32-year-old unaffiliated voter Chase Meyer from Arvada did pick up the phone and listen. He describes himself as middle-of-the-road, and said he voted for both Republicans and Democrats this year. He said he spent a lot of time thinking about the House race and had already cast his vote the night before he received the robocall. 

“It irritated me so much that it would even be an issue,” said Meyer of Titone’s gender identity. “In recent years everything has gotten more radicalized. When I’m looking at politics, I’m not looking at whether someone is gay or straight.”

Meyer voted for Titone and said these types of tactics make it harder for him to identify with Republicans.

Other LGBTQ attacks used in Republican primary

This isn’t the first time this year that Humphrey’s group has used anti-LGTBQ attack ads against a candidate in Colorado.

This spring, his independent group tried to use Republican state Rep. Colin Larson’s record on gay rights against him during a bruising primary with a more conservative opponent. Larson represents a district in southern Jefferson County.

Larson voted in favor of banning gay conversion therapy for minors and to allow transgender people to obtain new birth certificates. His opponent attacked him as anti-“traditional marriage.”

A campaign mailer from Colorado Family Values Victory Fund tried to insinuate that Larson, who is married to a woman, is gay. A photoshopped image of Larson added a rainbow flag pin to his lapel and a pearl earring to one ear. It also altered his hair to a bleached blond color. 

Larson attack mailer
Bente Birkeland/CPR News
This mailer targeting Rep Colin Larson in the Republican primary added a photoshopped earring and gay pride pin to the lawmaker's image. The photo was taken earlier in the coronavirus pandemic, when he was using a bandana as a face mask.

“The 1980s called and they want their stereotypes back,” Sandberg said.

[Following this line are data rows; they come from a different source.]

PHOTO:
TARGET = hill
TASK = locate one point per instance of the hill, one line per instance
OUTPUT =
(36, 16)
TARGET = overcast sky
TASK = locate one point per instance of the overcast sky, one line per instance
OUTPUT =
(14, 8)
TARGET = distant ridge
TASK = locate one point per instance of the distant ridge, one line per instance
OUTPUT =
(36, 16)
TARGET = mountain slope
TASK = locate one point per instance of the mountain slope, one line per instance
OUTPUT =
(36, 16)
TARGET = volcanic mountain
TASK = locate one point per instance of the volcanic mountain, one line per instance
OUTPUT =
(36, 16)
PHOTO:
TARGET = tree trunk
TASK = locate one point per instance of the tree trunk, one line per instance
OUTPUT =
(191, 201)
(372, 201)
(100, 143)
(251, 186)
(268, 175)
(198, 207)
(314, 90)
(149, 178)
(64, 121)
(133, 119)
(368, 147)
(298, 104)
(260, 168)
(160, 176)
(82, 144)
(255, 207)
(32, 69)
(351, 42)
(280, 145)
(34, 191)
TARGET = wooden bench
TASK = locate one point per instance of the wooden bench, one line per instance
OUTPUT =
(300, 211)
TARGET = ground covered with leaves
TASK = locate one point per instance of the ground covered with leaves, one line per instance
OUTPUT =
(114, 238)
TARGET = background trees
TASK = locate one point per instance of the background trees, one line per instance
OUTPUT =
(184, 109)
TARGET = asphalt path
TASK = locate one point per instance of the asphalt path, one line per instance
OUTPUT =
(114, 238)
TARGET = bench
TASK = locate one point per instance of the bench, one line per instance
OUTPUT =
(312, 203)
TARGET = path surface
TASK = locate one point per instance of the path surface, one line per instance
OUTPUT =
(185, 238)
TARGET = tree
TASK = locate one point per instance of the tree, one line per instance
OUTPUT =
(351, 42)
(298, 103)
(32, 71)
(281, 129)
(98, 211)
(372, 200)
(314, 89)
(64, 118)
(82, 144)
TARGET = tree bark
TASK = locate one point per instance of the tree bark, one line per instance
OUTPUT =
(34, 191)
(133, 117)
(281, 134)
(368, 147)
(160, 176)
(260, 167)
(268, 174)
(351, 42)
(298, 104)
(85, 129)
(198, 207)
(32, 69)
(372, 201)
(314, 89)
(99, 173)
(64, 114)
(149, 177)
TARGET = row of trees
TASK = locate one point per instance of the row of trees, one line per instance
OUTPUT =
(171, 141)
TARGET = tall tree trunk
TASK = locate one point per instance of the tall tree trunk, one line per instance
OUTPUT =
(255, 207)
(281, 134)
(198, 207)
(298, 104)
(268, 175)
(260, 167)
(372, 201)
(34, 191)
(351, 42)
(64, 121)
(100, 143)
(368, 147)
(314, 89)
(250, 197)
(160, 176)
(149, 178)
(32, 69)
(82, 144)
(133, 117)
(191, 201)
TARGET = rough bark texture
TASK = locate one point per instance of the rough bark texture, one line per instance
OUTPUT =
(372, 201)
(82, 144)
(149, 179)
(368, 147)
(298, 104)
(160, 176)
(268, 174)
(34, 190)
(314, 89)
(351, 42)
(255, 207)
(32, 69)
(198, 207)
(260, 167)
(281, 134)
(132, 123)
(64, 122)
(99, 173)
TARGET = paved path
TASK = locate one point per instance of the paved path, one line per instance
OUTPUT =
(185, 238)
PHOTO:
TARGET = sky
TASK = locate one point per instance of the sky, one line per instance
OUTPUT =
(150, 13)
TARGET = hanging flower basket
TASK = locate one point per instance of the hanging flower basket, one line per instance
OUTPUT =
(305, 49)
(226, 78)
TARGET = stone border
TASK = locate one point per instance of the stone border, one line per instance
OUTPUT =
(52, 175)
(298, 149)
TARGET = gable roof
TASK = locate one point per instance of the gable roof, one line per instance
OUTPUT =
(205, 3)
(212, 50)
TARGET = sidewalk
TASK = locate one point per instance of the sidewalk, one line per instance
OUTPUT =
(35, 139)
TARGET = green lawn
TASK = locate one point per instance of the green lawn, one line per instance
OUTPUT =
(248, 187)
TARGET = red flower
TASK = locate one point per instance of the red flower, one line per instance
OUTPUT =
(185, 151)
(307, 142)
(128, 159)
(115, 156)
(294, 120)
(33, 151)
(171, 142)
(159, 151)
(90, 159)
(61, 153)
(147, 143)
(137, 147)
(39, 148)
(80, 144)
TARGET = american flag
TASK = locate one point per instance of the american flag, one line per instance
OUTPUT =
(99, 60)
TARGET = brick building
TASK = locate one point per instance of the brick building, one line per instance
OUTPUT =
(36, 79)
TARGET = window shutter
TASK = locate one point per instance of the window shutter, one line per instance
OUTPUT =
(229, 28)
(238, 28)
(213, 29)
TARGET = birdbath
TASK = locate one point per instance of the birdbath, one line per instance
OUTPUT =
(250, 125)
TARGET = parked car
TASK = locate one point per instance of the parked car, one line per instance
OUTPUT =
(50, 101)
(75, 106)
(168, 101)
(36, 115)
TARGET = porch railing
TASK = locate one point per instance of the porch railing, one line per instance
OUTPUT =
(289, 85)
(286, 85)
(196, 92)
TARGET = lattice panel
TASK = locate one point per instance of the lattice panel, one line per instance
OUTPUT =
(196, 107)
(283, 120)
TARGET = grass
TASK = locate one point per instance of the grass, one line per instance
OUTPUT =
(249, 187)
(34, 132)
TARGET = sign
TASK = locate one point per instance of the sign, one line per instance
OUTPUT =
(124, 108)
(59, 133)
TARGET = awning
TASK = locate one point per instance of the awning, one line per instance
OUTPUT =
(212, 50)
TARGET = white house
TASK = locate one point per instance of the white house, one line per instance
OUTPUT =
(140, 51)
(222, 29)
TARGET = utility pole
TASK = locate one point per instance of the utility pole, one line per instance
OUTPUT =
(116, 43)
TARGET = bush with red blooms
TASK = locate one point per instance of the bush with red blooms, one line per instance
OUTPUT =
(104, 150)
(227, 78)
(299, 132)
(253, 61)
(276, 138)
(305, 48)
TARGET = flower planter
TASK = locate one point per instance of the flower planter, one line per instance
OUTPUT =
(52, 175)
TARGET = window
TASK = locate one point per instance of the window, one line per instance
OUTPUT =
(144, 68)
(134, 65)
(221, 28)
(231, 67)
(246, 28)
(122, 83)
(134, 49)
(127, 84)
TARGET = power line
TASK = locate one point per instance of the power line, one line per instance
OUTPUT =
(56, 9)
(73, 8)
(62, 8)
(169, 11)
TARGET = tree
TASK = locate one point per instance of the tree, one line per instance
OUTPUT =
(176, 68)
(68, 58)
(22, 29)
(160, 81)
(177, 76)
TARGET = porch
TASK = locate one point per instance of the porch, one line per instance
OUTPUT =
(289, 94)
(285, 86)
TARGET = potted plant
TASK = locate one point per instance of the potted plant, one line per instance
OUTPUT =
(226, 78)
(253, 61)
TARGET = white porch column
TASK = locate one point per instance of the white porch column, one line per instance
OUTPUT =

The mailer also included a picture of Gov. Jared Polis, the country’s first openly gay man elected governor.

“It was a childish attack and frankly laughable,” said Larson of the flyer and the photoshopped image. “If anything it probably got me more votes because people didn’t take it seriously.”

He also called it blatantly homophobic.

Larson won the primary by 12 percentage points.

Colorado’s leading LGBTQ advocacy group said it’s disappointing but not surprising that there are still some in politics who think it’s OK to attack candidates based on their gender identity and sexual orientation. 

“I think it speaks to a point of desperation from this arguably smaller and smaller constituency of the Republican party,” said Michael Crews, policy director for One Colorado. “It should be focused on the issues. It’s not about how somebody identifies.”